Tibet development forum a grand success

2011-11-19 09:45:00 | From:

From Nov 10 to 11, the Third Forum on the Development of Tibet, aimed at promoting interaction between Western countries and China to stimulate the Tibet autonomous region's development, was held in Athens, Greece. 

Without doubt the forum achieved great success in offering the world a clearer picture of Tibet and stimulating cooperation for its development. More than 300 participants from China, the United Kingdom, Germany, France, Greece, India and Nepal attended the forum, discussed a wide range of issues and agreed on topics such as tourism, investment, education and environmental protection in Tibet. 
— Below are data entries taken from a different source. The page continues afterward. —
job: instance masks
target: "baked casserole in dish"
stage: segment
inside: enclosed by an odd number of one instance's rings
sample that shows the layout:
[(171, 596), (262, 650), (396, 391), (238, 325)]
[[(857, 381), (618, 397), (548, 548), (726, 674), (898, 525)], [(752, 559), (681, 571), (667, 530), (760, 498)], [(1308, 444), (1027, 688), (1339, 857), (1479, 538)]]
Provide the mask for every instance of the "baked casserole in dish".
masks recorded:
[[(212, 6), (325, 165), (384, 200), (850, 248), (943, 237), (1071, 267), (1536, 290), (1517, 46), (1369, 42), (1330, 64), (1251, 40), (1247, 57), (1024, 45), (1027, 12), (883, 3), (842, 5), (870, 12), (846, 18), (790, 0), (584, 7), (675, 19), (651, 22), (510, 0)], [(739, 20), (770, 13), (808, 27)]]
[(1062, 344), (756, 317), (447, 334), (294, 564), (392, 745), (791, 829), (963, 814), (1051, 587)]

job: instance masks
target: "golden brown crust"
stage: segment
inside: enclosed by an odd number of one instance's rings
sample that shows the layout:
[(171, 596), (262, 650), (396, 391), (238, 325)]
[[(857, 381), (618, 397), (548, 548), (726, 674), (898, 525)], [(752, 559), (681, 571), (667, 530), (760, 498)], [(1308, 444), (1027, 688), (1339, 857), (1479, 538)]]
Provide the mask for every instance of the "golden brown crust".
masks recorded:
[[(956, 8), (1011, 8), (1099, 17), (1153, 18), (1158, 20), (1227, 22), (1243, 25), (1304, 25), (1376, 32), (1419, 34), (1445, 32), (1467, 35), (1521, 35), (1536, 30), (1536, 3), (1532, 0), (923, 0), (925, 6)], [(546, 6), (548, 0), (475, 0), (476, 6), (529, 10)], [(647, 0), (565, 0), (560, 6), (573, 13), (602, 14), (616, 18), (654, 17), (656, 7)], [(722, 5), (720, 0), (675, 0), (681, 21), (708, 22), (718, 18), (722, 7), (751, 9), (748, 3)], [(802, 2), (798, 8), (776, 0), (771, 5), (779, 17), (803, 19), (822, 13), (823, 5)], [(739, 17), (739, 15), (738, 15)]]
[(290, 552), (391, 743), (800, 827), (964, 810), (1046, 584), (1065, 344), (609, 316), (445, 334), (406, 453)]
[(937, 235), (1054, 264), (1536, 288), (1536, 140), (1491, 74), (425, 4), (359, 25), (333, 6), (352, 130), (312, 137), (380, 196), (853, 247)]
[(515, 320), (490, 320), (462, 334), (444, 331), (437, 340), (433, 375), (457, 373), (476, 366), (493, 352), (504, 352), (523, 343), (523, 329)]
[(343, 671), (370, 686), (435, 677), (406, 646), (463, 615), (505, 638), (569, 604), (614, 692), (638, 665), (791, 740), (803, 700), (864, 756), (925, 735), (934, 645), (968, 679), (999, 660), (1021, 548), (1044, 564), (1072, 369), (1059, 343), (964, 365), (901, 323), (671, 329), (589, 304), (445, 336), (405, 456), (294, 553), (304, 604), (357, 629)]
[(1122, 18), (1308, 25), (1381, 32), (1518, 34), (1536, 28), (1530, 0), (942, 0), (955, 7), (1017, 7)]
"Today, the snow-capped plateau is enjoying a golden era of development, with a growing economy, an evolving society, a prosperous culture, a high standard of living, coexistence among different religions and a happy working and family life for local people," said Wang Chen, minister of the State Council Information Office, in his speech at the opening ceremony. 

Nyima Tsering, vice-chairman of the standing committee of the Tibet autonomous region's people's congress, described the great changes that have taken place in Tibet since its peaceful liberation in 1951, as well as the current economic prosperity and rapid social development. And, as a host, he warmly invited more international guests to visit Tibet. 

Du Qiwen, China's ambassador to Greece, said Tibet has been receiving an increasing number of tourists for the last 30 years. About 6.85 million tourists visited Tibet last year, he said. He welcomed more friends from Greece and all over the world to visit the region. 

The sincerity of the participants was echoed by Konstantinos Vrettos, chairman of the Greek Parliament Committee on National Defense and Foreign Affairs, who said the forum was the best channel for Greeks to hear China's voice. 

China has emerged as an important political force in the world with its huge currency reserves, progressing economy and political stability, Vrettos said. China has well protected Tibet's traditional culture, he said, adding that some Western reports on Tibet were not true and "we should learn" the truth about Tibet. 

For a long time, some Western countries and media outlets have raised doubts about Tibet's development. They say human rights are violated in Tibet. But facts prove their allegations to be baseless. 

To better illustrate the facts about today's Tibet, the forum invited many writers and intellectuals, who have visited Tibet, to share their experiences. Maxime Vivas, who has just published a book on the Dalai Lama, told participants about some dark sides of the "living Buddha" like intervening in politics and publicly dispelling a branch of Buddhist believers. 

Brendan O'Neill, editor-in-chief of British magazine Spiked, said that concern over environmental problems in Tibet is different from politicizing the issue, and that some activists are in fact depriving Tibet of its development opportunities when they claim to be "protecting" the region from human intervention. 

The forum is a precious opportunity to show Greek and Western audiences the true picture of Tibet, whose problem is in fact a problem of interaction and communication, Sameh El-Shahat, CEO of UK-based China-I Ltd, said. 

Narasimhan Ram, editor-in-chief and publisher of The Hindu and other publications in India, even used "ridiculous" to describe some Western countries that blame China for the "Tibet problem". The fact that no country recognizes Tibet as an independent state while many Western countries repeatedly force China to "negotiate" with Tibet is "self-contradictory", Ram said. 

Perhaps the communiqu of the forum is the best answer to those who insist on challenging China because of the "Tibet problem". The communiqu said: "Modernization is a common pursuit of all countries and regions across the globe, and Tibet's modernization drive is in line with the fundamental interests of the Tibetan people."